For many years I held a feeling of mourning, of grief that would not resolve. I felt like I was mourning myself, a lost sense of wholeness and empowerment, as well as the loss of its potential. At the same time, I felt that this grief, certainly its quality and intensity, was unwarranted. Yes, I was traumatized, and yes, that entailed the more abstract sort of losses, but I was young enough and capable enough that the level of despair, as though I were not merely facing challenges but dead, was disproportionate to my situation and at odds with my overall mindset. Still, sometimes I could not contain it and it burst out in the form of crying jags that offered no relief. “Recycling grief,” one of my therapists termed it. I was often confused by it, felt like I was watching a slow motion car crash that I could not stop, and nothing I did, no therapy or practice made it resolve. Which brings me to another kind of grief: generational. When there are strong negative feelings that seem to have no cause and do not resolve, it is sometimes a manifestation of an enmeshed, trauma-bonded family system and the feelings actually belong to someone other than the person feeling them. But sometimes, losses experienced by prior generations that were not fully processed, integrated, or mourned are inherited psychologically, relationally, or biologically by descendants. The grief is often unspoken, implicit, and diffuse, like the spectre of grief in my own family, and affects later generations. When I understood that much, most of the grief I was holding was not mine to carry, and I felt it coming on, I would sometimes say the phrase “Life is now” to anchor in the present, to assert agency over the experience. With the generational grief untangled, I tended to my trauma, and was eventually able to move my own grief, with tears that did bring relief.

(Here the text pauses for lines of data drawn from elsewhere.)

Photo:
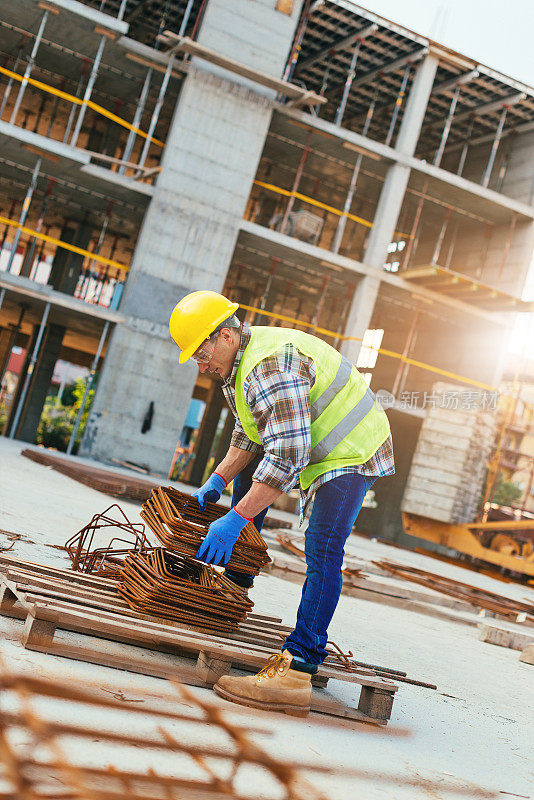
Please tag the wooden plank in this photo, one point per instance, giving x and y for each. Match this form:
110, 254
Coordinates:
505, 637
10, 605
321, 702
117, 628
527, 656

Though I have not exhausted the topic of grief and will return to it in upcoming posts, with all this heavy and reluctant talk of it on a sunny day, this strikes me as a good way to leave off for today:
Life is now.





There is indeed so much grief in the world right now... thank you for articulating so perfectly, in doing so you are holding the space for those of us who holding the space for others, and I am grateful.
That was beautiful writing, lucid, raw, and deeply human.
Your reflection captures something many avoid putting words to: that grief isn’t an isolated emotion, but a system event, it moves through generations, physiology, language, even silence. You describe that entanglement with rare clarity.
What struck me most is the idea that “you cannot contain and release at the same time.” That’s truth. Grief requires safety, not the absence of pain, but the permission to feel it without fracturing.
And when you said “Life is now,” it felt like a benediction. After all the layers, inherited, delayed, recycled, it lands as the simplest and hardest practice of all: to stay present enough to let life move through you again.
Atmanjeet, when you imagine “grieving well” for your father, what does that look like to you in real, lived terms?